[ISN] Twisters, hurricanes, floods (oh my)

From: InfoSec News (isnat_private)
Date: Wed Sep 03 2003 - 22:35:29 PDT

  • Next message: InfoSec News: "[ISN] Blaster suspect 'surprised' at arrest"

    Forwarded from: William Knowles <wkat_private>
    
    http://www.computerworld.com/securitytopics/security/recovery/story/0,10801,84579,00.html
    
    Story by Matt Villano
    SEPTEMBER 03, 2003 
    CIO.com
     
    The evening of Sunday, May 4, 2003, at Aeneas Internet and Telephone 
    began as any previous Sunday evening had. The Jackson, Tenn.-based 
    company that serves about 10,000 Internet and 2,500 telephone 
    customers was closed for the weekend, awaiting the return of its 17 
    employees the next morning. Just before midnight, however, all hell 
    broke loose. An F-4 category twister touched down just outside of 
    town, then tore through Jackson's downtown area, leveling houses, 
    historical sites and municipal buildings alike. The tornado ripped 
    straight through Aeneas's one-story building, leaving only a pile of 
    rubble. 
    
    Meanwhile, Aeneas CIO and Operations Manager Josh Hart, who'd heard 
    about multiple tornadoes in the area that day, was home, 52 miles away 
    in Martin, Tenn., huddling in his bathroom with his family. As soon as 
    he was able, he flipped on the TV for news footage of the devastation. 

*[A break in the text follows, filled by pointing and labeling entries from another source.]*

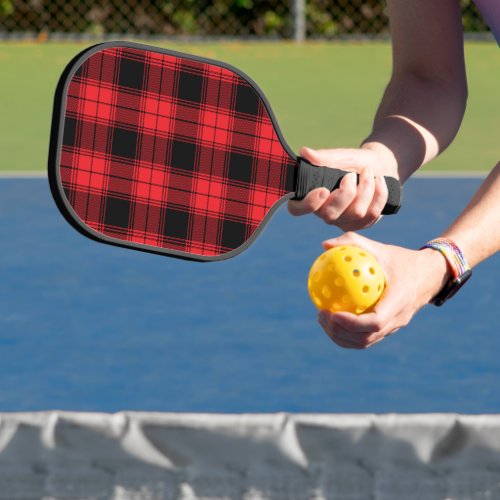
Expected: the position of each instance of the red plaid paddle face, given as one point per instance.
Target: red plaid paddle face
(165, 152)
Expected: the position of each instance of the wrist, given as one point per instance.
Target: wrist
(437, 272)
(386, 156)
(457, 265)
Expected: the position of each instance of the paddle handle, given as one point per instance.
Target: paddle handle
(310, 177)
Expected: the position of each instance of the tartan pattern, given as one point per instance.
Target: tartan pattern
(169, 152)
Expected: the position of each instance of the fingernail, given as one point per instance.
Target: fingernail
(323, 194)
(323, 316)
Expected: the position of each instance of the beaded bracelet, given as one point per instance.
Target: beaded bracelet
(452, 254)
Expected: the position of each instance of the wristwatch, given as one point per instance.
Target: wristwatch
(459, 267)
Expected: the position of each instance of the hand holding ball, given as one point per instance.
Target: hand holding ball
(346, 278)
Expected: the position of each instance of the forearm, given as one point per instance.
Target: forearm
(477, 230)
(416, 120)
(424, 103)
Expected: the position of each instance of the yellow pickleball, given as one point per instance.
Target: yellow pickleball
(346, 278)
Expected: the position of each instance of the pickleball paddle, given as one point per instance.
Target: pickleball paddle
(171, 153)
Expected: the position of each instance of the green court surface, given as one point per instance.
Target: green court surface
(323, 95)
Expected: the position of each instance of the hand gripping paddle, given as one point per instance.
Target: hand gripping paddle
(171, 153)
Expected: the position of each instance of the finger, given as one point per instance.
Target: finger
(363, 324)
(339, 200)
(348, 238)
(358, 208)
(338, 157)
(379, 200)
(339, 334)
(311, 203)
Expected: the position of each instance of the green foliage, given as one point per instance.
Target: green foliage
(6, 8)
(325, 18)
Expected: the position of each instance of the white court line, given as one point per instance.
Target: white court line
(455, 174)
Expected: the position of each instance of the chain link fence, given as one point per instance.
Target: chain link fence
(206, 18)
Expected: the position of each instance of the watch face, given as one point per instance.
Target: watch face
(451, 288)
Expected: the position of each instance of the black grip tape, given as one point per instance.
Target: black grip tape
(311, 177)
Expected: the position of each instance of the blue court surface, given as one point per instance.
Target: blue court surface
(91, 327)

    What he saw looked like "a war zone," bricks and concrete everywhere 
    and piles upon piles of rubble. 
    
    At 2 a.m., with those images in the background, Hart's cell phone 
    rang--it was Aeneas Network Administrator Jason Warren calling from 
    what he likened to Ground Zero to report that everything in Jackson 
    was lost. Another call came in from CEO Jonathan Harlan. 
    
    "I'm listening to [Warren] tell me what it's like, and he says, 'It 
    doesn't even look like there was an office here,'" remembers Hart, 25. 

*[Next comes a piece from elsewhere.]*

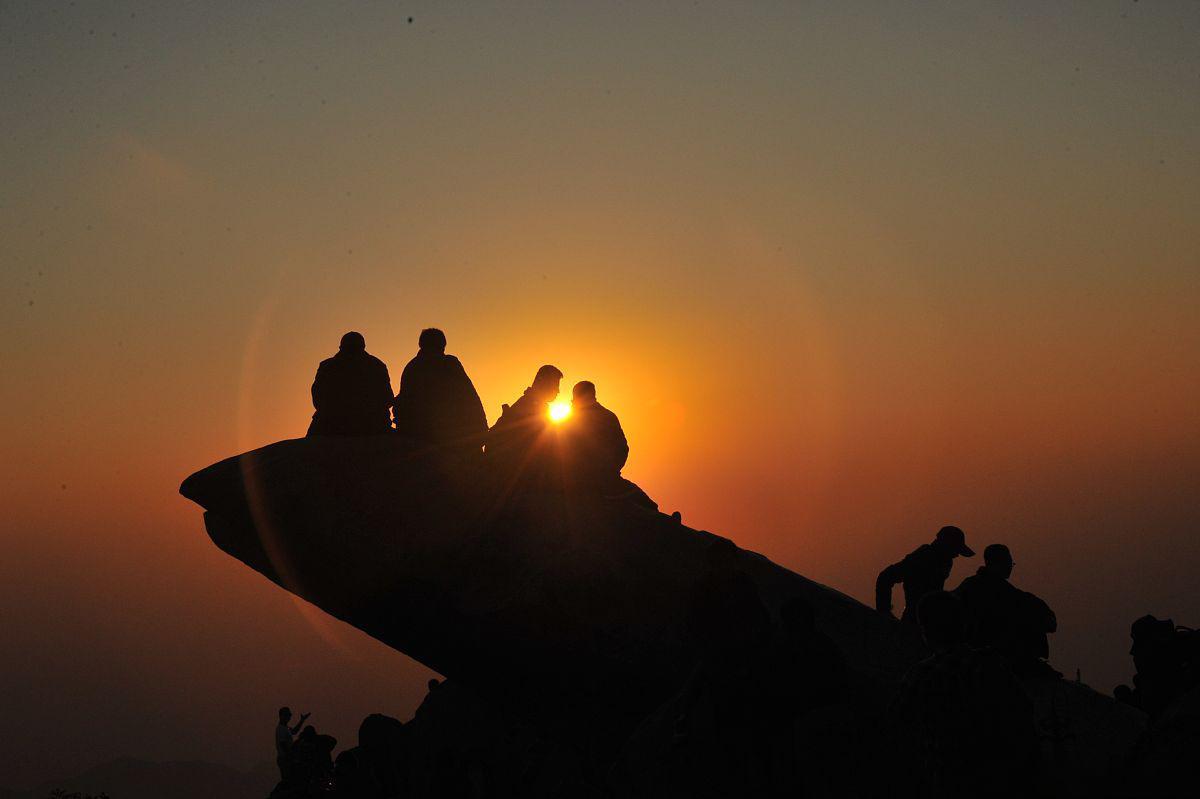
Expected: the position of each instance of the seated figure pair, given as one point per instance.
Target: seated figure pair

    "The tornado destroyed our computers, our desks, everything. I 
    couldn't believe what he was telling me." 
    
    Aeneas lost nearly $1 million in hardware and software that night, and 
    an estimated 72 hours of downtime. But just as Aeneas in Virgil's 
    Aeneid endured the worst the gods had to offer, so too did this 
    Aeneas. This one, however, was wise enough to have created a 
    contingency plan--one that minimized the damage and kept the company 
    afloat during its darkest hour. 
    
    The company is not alone. After a nationwide scramble to prepare for 
    high-impact, low-probability events similar to the attacks of Sept. 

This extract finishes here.